When one way of communicating fails, try another. Not getting frustrated with yourself or the other person is key. People can be surprisingly understanding of miscommunication when you take the responsibility. A simple “my bad” goes a long way. And it’s that way in PR, as well. Own up to any miscommunication issues or mistakes and work to resolve the situation to the client’s satisfaction quickly – it’s the best way to move forward from any difficult situation.

Assessing the Environment

Sometimes people are just plain rude. They want their drink, they want it now and they want it on the rocks with no ice (something I learned was not possible). On good days, friendliness, a smile and a single shot that looks more like a double go a long way towards brightening someone’s day and changing their attitude. Other days, there is no winning and a grumpy individual is determined to stay that way. How do you react?

DON’T

  • Mirror a customer’s bad attitude
  • Get argumentative
  • Ignore the person because they’re killing the bar’s vibe
  • Try to change them


DO

  • Keep up your positivity
  • Ask if there is anything else you can get for them
  • Take the relationship as it is – maybe tomorrow will be better


Smooth Sailing, Er…Serving

And then there are co-workers and bosses. The bar was no grand ballroom, so the space behind the bar was cozy for two bartenders. A mix of South Africans and Americans, the group got along well, patiently waiting for bottles to be passed, making sure everything was stocked and splitting tips evenly. In this regard, I have no horror stories. An occasional bump or spilled drink, a packed bar and not enough hands or discounts given too liberally all occurred, but in general, we were smooth operators.

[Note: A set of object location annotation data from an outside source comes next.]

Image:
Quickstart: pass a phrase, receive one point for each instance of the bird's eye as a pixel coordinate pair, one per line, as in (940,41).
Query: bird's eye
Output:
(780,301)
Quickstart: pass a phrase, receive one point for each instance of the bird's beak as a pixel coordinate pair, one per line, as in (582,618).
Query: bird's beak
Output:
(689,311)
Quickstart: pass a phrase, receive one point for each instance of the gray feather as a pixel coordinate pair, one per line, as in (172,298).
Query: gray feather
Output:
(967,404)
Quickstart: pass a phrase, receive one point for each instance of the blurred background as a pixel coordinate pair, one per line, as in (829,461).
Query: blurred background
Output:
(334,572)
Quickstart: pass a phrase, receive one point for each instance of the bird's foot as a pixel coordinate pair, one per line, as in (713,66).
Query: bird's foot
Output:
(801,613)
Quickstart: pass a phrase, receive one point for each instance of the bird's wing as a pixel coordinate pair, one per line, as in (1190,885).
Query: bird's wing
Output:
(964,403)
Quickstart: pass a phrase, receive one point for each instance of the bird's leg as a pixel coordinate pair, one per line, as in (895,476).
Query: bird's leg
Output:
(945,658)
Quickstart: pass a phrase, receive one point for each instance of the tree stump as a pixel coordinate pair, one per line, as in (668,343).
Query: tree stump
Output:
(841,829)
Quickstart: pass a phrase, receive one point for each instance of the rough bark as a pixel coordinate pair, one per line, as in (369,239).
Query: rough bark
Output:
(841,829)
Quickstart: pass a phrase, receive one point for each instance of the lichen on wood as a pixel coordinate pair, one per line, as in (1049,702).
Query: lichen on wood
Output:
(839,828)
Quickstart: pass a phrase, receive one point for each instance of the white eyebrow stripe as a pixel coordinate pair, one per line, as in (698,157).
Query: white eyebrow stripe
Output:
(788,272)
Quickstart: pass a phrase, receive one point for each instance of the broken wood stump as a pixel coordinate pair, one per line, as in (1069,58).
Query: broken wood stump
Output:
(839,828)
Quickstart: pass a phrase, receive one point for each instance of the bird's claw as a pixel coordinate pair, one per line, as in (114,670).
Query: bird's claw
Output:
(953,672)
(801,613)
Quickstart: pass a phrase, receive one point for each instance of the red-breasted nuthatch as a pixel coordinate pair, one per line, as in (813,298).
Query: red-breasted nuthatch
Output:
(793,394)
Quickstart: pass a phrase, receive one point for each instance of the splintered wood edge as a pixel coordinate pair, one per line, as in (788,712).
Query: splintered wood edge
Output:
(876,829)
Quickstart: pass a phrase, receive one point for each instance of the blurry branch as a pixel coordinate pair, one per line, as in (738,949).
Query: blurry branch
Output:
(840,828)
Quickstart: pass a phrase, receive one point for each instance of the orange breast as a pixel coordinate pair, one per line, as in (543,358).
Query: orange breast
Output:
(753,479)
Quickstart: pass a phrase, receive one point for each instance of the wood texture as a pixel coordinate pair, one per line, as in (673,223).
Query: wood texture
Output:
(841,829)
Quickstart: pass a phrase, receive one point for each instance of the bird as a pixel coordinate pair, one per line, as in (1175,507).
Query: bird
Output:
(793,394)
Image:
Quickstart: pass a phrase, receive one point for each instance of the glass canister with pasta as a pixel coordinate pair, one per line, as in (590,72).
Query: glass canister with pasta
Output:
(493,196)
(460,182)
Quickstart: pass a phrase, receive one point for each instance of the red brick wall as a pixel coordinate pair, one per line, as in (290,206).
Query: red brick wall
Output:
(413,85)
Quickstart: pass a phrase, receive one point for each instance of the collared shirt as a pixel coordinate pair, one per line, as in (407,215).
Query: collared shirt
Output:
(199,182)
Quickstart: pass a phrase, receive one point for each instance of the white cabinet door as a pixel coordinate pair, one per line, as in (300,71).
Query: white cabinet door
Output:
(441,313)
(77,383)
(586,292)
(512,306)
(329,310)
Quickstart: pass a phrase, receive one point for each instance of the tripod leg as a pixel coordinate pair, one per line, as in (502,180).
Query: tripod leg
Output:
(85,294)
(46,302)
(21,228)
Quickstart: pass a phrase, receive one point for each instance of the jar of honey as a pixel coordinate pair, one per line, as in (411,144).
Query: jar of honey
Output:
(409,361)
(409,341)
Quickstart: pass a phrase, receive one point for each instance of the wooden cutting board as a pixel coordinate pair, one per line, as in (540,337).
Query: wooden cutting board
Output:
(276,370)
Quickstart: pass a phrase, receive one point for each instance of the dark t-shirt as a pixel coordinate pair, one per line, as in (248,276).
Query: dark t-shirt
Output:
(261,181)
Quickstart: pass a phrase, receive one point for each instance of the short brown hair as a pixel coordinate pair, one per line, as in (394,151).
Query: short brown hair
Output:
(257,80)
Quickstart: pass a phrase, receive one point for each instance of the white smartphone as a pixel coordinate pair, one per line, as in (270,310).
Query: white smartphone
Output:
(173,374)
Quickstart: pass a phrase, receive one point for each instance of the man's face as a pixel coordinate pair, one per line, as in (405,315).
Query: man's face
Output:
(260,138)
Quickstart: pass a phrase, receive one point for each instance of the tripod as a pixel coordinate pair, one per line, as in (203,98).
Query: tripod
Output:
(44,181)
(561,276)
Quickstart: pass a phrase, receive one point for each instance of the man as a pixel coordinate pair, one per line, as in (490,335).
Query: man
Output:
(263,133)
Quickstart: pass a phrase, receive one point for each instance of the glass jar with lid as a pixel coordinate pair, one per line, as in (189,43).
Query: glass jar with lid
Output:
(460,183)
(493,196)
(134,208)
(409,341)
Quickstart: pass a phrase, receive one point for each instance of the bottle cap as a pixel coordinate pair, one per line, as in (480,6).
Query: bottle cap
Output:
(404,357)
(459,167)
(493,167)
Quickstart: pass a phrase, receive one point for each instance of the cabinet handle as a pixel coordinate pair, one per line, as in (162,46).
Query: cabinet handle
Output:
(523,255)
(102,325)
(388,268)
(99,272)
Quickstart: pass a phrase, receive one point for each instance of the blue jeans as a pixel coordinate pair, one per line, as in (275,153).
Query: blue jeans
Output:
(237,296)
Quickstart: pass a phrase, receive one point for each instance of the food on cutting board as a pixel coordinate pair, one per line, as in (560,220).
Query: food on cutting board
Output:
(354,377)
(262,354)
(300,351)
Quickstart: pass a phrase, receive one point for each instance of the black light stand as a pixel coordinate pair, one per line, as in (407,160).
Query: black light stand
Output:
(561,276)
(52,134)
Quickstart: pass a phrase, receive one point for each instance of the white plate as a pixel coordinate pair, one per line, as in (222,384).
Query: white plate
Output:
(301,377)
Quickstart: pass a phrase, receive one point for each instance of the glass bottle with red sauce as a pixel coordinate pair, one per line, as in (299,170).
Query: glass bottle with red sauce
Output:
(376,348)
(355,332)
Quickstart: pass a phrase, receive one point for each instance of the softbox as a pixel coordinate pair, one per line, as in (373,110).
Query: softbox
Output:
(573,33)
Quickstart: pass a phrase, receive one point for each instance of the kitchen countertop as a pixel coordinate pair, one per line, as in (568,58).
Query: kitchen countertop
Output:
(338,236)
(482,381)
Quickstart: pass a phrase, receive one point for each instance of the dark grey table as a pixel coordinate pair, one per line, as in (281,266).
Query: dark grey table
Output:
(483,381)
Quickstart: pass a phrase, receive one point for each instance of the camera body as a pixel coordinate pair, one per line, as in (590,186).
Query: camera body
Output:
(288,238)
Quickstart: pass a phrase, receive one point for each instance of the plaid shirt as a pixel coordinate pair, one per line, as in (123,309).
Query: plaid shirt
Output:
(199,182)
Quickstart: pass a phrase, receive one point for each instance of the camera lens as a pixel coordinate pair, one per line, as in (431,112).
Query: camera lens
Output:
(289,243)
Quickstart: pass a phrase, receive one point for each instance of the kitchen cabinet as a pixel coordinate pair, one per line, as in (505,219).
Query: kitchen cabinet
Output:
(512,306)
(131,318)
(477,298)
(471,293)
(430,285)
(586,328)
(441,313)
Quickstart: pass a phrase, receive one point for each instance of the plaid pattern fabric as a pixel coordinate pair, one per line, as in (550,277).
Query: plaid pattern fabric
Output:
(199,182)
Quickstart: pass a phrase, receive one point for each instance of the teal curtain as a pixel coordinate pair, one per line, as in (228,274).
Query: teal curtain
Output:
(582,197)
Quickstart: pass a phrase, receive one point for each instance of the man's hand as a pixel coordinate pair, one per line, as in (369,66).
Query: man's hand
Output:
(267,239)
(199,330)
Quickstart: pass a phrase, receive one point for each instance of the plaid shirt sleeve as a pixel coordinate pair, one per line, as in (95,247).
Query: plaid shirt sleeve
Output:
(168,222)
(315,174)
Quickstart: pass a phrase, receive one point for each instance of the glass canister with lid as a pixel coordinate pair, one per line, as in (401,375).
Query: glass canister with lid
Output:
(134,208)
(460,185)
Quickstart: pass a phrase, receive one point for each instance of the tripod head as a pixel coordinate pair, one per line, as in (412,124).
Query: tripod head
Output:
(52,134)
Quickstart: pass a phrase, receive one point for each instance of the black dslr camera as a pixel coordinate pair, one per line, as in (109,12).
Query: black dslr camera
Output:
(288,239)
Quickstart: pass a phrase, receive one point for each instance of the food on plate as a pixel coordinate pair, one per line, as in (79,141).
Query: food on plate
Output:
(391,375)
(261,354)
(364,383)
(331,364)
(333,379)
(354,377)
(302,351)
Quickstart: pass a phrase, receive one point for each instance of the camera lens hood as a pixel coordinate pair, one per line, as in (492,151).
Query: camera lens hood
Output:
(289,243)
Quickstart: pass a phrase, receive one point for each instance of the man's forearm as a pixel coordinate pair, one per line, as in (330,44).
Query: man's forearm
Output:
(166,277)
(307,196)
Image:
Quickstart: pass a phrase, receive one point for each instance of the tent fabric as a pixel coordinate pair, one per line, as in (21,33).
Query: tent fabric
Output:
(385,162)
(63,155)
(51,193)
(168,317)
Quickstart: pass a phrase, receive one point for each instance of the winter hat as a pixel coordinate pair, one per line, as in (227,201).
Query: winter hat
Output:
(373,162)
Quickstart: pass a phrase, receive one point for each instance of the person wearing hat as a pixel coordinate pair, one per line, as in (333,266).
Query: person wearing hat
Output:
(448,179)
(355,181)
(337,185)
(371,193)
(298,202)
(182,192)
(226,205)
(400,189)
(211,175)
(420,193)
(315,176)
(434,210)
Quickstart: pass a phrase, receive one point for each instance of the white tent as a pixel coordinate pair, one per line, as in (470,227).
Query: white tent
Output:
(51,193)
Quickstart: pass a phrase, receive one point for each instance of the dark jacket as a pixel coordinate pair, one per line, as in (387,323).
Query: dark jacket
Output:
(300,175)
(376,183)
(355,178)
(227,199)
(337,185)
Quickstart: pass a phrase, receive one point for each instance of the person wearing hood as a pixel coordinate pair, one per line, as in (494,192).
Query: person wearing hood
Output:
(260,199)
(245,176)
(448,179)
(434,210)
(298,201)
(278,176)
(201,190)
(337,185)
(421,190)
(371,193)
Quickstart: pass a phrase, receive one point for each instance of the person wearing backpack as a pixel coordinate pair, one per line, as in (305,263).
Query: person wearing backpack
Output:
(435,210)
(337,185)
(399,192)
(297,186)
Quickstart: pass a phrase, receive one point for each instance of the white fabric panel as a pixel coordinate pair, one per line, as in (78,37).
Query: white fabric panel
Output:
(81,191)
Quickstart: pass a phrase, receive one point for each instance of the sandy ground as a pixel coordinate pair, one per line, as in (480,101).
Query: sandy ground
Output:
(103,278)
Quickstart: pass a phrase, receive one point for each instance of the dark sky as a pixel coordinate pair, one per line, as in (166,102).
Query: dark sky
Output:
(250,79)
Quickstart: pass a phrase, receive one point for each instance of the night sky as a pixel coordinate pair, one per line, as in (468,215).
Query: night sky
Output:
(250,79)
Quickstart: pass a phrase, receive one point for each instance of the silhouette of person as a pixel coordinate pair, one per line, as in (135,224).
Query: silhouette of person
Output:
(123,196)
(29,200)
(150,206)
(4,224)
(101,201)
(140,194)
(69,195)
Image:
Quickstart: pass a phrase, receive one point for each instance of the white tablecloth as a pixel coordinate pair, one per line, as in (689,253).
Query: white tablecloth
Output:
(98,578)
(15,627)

So what made this team run so well? You guessed it, good communication. It never hurt to be overly gracious or to grab an extra beer if you were already in the fridge. Finished a bottle of Jack Daniel’s? Immediately replace it with a full one. Glasses piled up in the back? Take five minutes to wash them. I learned that it is often the seemingly insignificant actions that make everyone’s life easier and reduce conflict. Going the extra mile to pick up the slack can take a team from good to great, and it’s a lesson I aim to bring to my clients here at Weber Shandwick.

Finding the Perfect Balance

Now let’s get back to that Springbok. The first few times I tried to make one, I ended up with a muddy green syrup. I would get overexcited and pour the Amarula too quickly, so it would sink into the crème de menthe like a stone. After an embarrassing number of attempts, I learned to pour with only the slightest hand movement; waiting for the Amarula to ease its own way out of the bottle. It took some time, but I eventually got it.

If interpersonal communication was a drink, it would be a Springbok. Two parts (people) with two unique flavors (personalities) come together into one glass (relationship) with just the right balance. Finding that balance takes practice and patience, but it is the goal of every relationship – whether pouring a drink in a bar or sitting down with a client to craft a plan of action around a product launch or campaign.

At the end of the day, nothing can replace the experience of bartending in South Africa. I would highly recommend going out, traveling the world and finding your own interpersonal drink of choice. It may just help you in unexpected ways down the road.

Image courtesy of Tee La Rosa.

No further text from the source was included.